Intentional communities geared to gender parity, equal division of labor, and a simpler way of life are proliferating in the United States. Rejecting consumerism and capitalism, communities tend their own livestock, gardens, and facilities, and share among themselves. And, according to researchers, members of intentional communities score highly on the Satisfaction with Life Scale — higher in fact than 30 of 31 different cohorts under study. Why? As Mike Mariani reports at The New York Times Style Magazine, intentional community members have strong social connections and a meaningful existence spent in nature, not to mention a much smaller carbon footprint than average people.

The members of East Wind, for example, range in age from infancy to 76: Some have lived here for more than three decades, but around half of the population is part of a new wave, people in their late 20s and early 30s who joined in the last four years. These newer residents moved to East Wind to wean themselves off fossil fuels, grow their own food, have a greater say in how their society is run and live in less precarious financial circumstances.

Even in the dead of winter, the property is stunning, with its undulating textures of ridges, glades and limestone escarpments. It was obvious how living here could reconnect people to the land, letting them hike, climb, swim and harvest in a way that is beyond reach for most Americans. As we passed a three-story dormitory painted Egyptian blue, Nichols told me that, as a college student in the late 2000s, he tumbled down what he calls the “climate change research hole,” reading websites that pored over grim scientific projections about an increasingly warmer planet. He’d joined the Bloomington, Indiana, chapter of the Occupy movement for a while, but saw the blaze of indignation dwindle to fumes without any lasting political victories. Afterward, Nichols felt wholly disillusioned by the corporations and government organizations that he felt had a stranglehold on his life. “It’s going to go how it goes,” he recalled thinking, so “how do you want to live in it?” After discovering several intentional communities online — many find East Wind and others through simple Google searches — he concluded that joining one was “just a more comfortable way of living right now.”

IN 2017 BJORN GRINDE and Ranghild Bang Nes, researchers with the Norwegian Institute of Public Health, co-authored a paper on the quality of life among North Americans living in intentional communities. Along with David Sloan Wilson, director of the evolutionary studies program at Binghamton University, and Ian MacDonald, a graduate assistant, they contacted more than 1,000 people living in 174 communities across the U.S. and Canada and asked them to rate their happiness level on the Satisfaction With Life Scale (SWLS), a globally recognized measurement tool.
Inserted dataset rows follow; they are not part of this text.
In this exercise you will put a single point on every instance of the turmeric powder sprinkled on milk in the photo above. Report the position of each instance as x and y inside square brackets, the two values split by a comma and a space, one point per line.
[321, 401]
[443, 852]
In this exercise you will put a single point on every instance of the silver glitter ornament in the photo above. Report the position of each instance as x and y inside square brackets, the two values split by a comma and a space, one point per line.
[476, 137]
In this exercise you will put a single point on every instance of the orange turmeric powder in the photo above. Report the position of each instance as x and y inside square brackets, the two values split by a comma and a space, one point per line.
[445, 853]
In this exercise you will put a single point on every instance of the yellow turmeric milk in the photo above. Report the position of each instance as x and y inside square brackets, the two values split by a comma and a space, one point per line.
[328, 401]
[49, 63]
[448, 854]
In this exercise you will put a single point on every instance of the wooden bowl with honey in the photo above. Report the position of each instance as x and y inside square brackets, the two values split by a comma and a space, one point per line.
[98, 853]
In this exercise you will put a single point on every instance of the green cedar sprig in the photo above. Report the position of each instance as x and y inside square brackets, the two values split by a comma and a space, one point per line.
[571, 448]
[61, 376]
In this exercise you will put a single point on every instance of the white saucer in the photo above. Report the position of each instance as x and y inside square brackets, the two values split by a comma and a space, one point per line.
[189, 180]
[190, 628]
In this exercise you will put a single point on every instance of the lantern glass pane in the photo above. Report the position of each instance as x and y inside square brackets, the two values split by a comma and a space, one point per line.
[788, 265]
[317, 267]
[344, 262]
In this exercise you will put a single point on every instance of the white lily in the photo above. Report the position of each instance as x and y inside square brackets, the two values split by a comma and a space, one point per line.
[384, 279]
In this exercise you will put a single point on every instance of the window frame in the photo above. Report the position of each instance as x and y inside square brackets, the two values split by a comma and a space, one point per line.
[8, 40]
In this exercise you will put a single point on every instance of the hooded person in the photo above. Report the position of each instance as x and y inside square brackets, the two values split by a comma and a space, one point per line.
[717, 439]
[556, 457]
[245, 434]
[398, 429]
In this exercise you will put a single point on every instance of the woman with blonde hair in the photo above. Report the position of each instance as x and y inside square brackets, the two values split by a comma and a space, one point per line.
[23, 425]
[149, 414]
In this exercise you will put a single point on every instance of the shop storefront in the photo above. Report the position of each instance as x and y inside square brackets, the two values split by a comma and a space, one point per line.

They compared these results to a widely cited 2008 study by the psychologists William Pavot and Ed Diener, which surveyed past studies that used the scale to analyze 31 disparate populations — including Dutch adults, French-Canadian university students and the Inuit of northern Greenland — and discovered that members of intentional communities scored higher than 30 of the 31 groups. Living in an intentional community, the authors concluded, “appears to offer a life less in discord with the nature of being human compared to mainstream society.” They then hypothesized why that might be: “One, social connections; two, sense of meaning; and three, closeness to nature.”